How to Pick a Car

Imagine wearing the same clothes every day; no matter where you go or what you do, you're wearing that same suit, flannel jacket or leather pants. If you had one week to choose that outfit, you'd probably spend exactly 168 hours thinking about what defines you as a person, what you do every day and how you want the world to see you. Buying a car requires an investment not only in cash, but in time and energy spent examining who you really are.

  • Examine your short- and long-term budget. At the end of the day, what you can have is a lot more relevant than what you want. If buying a car were a chemical reaction, the limiting element would be "Isotope Cash." Look at your monthly budget, subtract all of your current expenses, divide by two and you've got the car payment. Example: $4,000 monthly income minus $3,300 expenses equals $700. $700 divided by 2 equals $350 -- the maximum payment. This little economic tip will serve you well as a guide for vehicle costs including financing, insurance costs and CO2 emissions taxation (for those in Europe).

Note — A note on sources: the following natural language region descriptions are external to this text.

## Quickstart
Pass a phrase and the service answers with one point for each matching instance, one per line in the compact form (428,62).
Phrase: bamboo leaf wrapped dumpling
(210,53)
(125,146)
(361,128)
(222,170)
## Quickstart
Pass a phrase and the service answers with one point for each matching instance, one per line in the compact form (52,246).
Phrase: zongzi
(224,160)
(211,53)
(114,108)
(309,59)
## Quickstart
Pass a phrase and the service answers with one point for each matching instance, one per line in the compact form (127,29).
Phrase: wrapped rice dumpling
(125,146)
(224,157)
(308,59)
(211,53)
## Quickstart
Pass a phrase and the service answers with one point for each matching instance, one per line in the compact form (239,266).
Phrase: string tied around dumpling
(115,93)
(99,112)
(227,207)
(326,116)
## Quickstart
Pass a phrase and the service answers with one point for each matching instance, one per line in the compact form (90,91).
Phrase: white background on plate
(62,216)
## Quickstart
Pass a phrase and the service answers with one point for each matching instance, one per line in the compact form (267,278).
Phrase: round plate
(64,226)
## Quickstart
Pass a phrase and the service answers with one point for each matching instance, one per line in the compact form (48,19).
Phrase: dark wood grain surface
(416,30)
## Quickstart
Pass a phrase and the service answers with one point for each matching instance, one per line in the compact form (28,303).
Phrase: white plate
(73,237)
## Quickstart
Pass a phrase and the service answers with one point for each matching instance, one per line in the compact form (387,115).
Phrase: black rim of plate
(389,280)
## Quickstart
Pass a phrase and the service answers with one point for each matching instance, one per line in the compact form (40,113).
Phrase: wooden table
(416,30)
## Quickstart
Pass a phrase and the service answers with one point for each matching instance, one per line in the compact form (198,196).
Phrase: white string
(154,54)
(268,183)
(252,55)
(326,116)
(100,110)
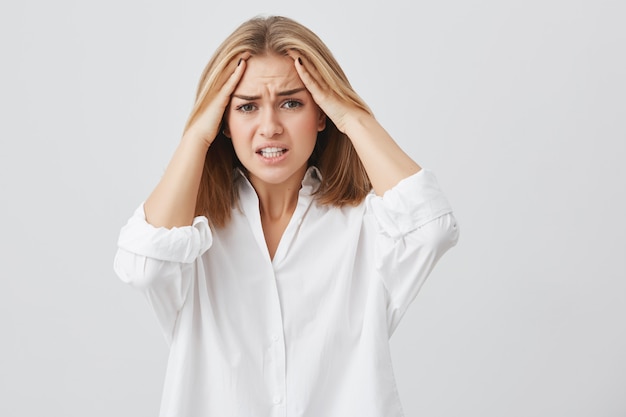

  • Count your children and significant other, then decide whether you can justify buying that Caterham 7 roadster. Even if you've got another car in the household, either that one or your new car is eventually going to break down. You're going to be in trouble if you buy an SRT-10 Ram, it starts to rain and you've got to get your spouse and three kids to Chuck E Cheese by 6 p.m.

  • Be honest with yourself as to how you're going to use the vehicle. This is where most car buyers lose it, where the heart takes over the brain's allotment of oxygen and tells the buyer to purchase something that he'll later regret buying. That sport/utility vehicle may make you feel like bullet-proof Chuck Norris with laser eyes, but you're not taking it off-road in Manhattan. A Ferrari may do 217 mph, but --- face it --- you may not have the experience to handle anything over 150 mph. Oh, and driving that fast is illegal, which is bad. Choose based upon what's realistic and practical for you on a daily basis.

  • Ignore everything you read in Step 3, don your favorite hiking boots or Corinthian leather racing gloves and buy what makes you happy. At the end of the day, your car says as much about you as your clothes and how you speak and act. So the car of your dreams is slightly less practical than it could be; all that means is that you as a person aren't completely practical, and there's nothing wrong with that. Buy what you can afford, what will suffice in case of emergency and what will suffice for your daily needs. But above all else, spend your hard-earned cash on what makes you happy.